Show HN: SiteIQ – LLM and Web security testing tool (built by a high schooler)
github.comHi HN! I'm an 11th grade student learning cybersecurity and web development. I built SiteIQ as a hands-on way to understand security vulnerabilities, SEO, and how to test them.
I used AI as my coding partner throughout this project – it helped me understand concepts, debug issues, and write code. Building with AI felt like having a patient tutor available 24/7. I learned way more than I would have just following tutorials.
What it does: - Security Testing: OWASP Top 10 (SQL injection, XSS, CSRF, etc.) - SEO Analysis: Meta tags, schema markup, Core Web Vitals - GEO Testing: Multi-region accessibility and latency - LLM Security: Prompt injection, jailbreaking, system prompt leakage, and "Denial of Wallet" attacks
The LLM security part was the most interesting to build. With everyone adding AI to their apps, I wanted to understand how prompt injection actually works and how to test for it.
Features: - Web UI with real-time console output - CLI for automation - Self-hosted (no data leaves your machine)
Tech: Python, Flask, pytest
GitHub: https://github.com/sastrophy/siteiq
I'd love feedback – are there vulnerabilities I'm missing? Any suggestions for the LLM attack payloads?
This is my first open source project, so any advice is welcome!

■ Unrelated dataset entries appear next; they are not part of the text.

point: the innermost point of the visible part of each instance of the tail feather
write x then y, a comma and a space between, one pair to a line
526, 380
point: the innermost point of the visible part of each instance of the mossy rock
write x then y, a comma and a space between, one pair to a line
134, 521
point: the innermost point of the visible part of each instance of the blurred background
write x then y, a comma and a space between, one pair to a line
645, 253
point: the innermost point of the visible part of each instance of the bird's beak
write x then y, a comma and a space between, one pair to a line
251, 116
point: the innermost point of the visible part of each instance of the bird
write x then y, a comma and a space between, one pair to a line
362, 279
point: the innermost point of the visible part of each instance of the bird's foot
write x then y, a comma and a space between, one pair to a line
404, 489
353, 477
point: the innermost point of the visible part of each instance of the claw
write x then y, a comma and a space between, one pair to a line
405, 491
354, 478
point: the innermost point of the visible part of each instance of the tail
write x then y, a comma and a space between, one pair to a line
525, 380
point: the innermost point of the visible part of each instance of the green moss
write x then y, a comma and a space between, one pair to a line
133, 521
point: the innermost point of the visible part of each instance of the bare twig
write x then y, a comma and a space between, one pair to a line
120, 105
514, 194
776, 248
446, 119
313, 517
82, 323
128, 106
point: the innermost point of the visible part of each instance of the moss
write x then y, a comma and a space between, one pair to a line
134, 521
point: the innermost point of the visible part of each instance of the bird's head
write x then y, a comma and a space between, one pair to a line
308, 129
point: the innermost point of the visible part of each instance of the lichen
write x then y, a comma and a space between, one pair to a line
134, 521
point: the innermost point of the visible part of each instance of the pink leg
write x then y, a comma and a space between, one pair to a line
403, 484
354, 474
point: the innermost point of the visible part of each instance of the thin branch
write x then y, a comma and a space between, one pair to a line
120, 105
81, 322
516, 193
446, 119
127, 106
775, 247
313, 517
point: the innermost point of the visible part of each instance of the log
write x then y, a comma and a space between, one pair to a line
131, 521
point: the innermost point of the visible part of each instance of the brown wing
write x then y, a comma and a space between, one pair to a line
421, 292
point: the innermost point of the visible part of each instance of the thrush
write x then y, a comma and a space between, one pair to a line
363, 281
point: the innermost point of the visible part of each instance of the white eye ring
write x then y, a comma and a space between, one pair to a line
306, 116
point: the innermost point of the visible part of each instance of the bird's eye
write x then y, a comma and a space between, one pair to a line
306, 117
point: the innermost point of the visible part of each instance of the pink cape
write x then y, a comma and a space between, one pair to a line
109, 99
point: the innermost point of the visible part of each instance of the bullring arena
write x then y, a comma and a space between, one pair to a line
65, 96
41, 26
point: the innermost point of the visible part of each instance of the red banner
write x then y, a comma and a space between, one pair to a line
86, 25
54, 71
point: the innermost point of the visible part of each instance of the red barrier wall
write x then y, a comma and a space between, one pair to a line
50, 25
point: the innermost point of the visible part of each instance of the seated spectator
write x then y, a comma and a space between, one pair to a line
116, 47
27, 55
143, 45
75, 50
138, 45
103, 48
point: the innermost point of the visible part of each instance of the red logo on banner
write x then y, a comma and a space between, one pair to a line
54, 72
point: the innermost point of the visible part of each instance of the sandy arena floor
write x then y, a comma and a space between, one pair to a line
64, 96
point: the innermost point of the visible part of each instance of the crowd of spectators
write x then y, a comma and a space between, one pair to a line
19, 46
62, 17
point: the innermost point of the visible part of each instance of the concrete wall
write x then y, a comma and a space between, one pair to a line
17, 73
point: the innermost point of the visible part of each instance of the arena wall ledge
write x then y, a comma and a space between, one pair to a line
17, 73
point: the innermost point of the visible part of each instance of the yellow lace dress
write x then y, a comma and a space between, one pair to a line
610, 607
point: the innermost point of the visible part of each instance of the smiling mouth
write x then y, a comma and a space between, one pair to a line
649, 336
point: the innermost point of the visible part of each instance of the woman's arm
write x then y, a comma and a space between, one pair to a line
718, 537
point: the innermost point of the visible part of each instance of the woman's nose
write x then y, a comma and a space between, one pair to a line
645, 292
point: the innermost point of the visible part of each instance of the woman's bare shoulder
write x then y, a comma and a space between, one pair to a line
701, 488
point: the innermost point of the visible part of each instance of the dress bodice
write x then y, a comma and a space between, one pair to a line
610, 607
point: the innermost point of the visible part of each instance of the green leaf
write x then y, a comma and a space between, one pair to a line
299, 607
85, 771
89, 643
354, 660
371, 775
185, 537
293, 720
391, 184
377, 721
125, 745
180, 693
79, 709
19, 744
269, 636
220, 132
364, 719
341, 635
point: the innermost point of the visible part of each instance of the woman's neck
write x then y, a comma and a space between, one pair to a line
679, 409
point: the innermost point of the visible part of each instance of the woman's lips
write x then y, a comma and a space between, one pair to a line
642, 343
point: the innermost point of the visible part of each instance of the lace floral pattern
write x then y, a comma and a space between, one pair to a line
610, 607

Have you tried running this against itself? I found critical security vulnerabilities:
1. Command Injection Risk (CRITICAL) The web application passes user-controlled input directly to subprocess commands without proper sanitization. An attacker could inject malicious commands through the target_url, wordpress_path, llm_endpoint, or tests parameters. app.py:232-264
2. No Authentication (CRITICAL) All API endpoints are completely unauthenticated. Anyone can start security scans against arbitrary URLs, potentially using your server to attack others. app.py:481-516
3. Server-Side Request Forgery (HIGH) Users can provide any URL as the scan target, allowing attackers to scan internal networks, localhost services, or use your server as a proxy for attacks. app.py:484-493
4. No CSRF Protection (HIGH) POST endpoints lack CSRF token validation, making them vulnerable to cross-site request forgery attacks. app.py:481-482 app.py:567-568
5. No Rate Limiting (MEDIUM) Endpoints lack rate limiting, allowing abuse and denial-of-service attacks.
Thank you so much for taking the time to review the code and pointing these out! I really appreciate it. To clarify: SiteIQ is designed to run locally on your own machine (localhost:5000) as a personal security testing tool - similar to how you'd run Burp Suite or OWASP ZAP locally. It's not meant to be deployed as a public-facing web service. That said, your points are absolutely valid and I'll definitely work on fixing these. This is my first open source project, so feedback like this helps me learn a lot. Thanks again!